2008:462 - The Passionist Congregation, St Paul’s Retreat, Mount Argus, Kimmage Road Lower, Harold’s Cross, Dublin

NMI Burial Excavation Records

County: Dublin Site name: The Passionist Congregation, St Paul’s Retreat, Mount Argus, Kimmage Road Lower, Harold’s Cross

Sites and Monuments Record No.: DU018–0434 Licence number: 08E0738

Author: James Hession and Peter Kerins, Margaret Gowen & Co. Ltd, 27 Merrion Square, Dublin 2.

Site type: Urban

Period/Dating:

ITM: E 714696m, N 732556m

Latitude, Longitude (decimal degrees): 53.330814, -6.278044

An assessment was carried out at a proposed development site located in the grounds of St Paul’s Retreat, Mount Argus, Harold’s Cross, Dublin 6W, on the 8 and 9 of September 2008.
The proposed development (a new monastery) involves a two-storey development consisting of seventeen bedrooms, an infirmary, a chapel, dining and living rooms, an archive, associated office areas, a reception area, and associated service, storage and utility rooms and outbuildings. The site is bounded by Mount Argus Avenue to the west and by Tiernan Park to the south.
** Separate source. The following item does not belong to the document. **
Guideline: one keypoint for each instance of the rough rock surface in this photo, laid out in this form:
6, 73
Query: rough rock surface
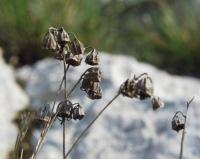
12, 99
129, 128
The southernmost part of the site contains the constraint area for DU018–0434, the city watercourse.
Six test-trenches were excavated across the site using a 13-tonne machine excavator fitted with a toothless bucket. The testing programme concentrated on the footprint of the proposed development in order to assess the impact of the proposed structure on any surviving archaeological remains and specifically whether the proposed development would impact on any section of the city watercourse. The results yielded no evidence for the city watercourse within the footprint of the proposed development. Due to extensive tree cover, the eastern and south-eastern part of the proposed development could not be accessed. This area is demarcated as the location of the city watercourse on the 1882 and 1935 OS maps and the likelihood that the city watercourse survives in this corner of the site remains a possibility. However, the footprint of the proposed development will not impact this area as it is to be retained as green space. The results indicated that a number of 19th–20th-century linear drainage features or landscaped garden features were present on-site located at the north-west corner of the proposed development and it was recommended that monitoring be carried out as required during the groundworks phase for the proposed development.
Monitoring was carried out on-site as necessary from 8 October 2008. Between 0.2m and 0.4m of topsoil was stripped across the full extent of the site. Excavations in the south-easternmost corner of the site closest to the city watercourse, which was inaccessible during the testing programme, yielded no evidence of archaeological structures, soils or artefacts.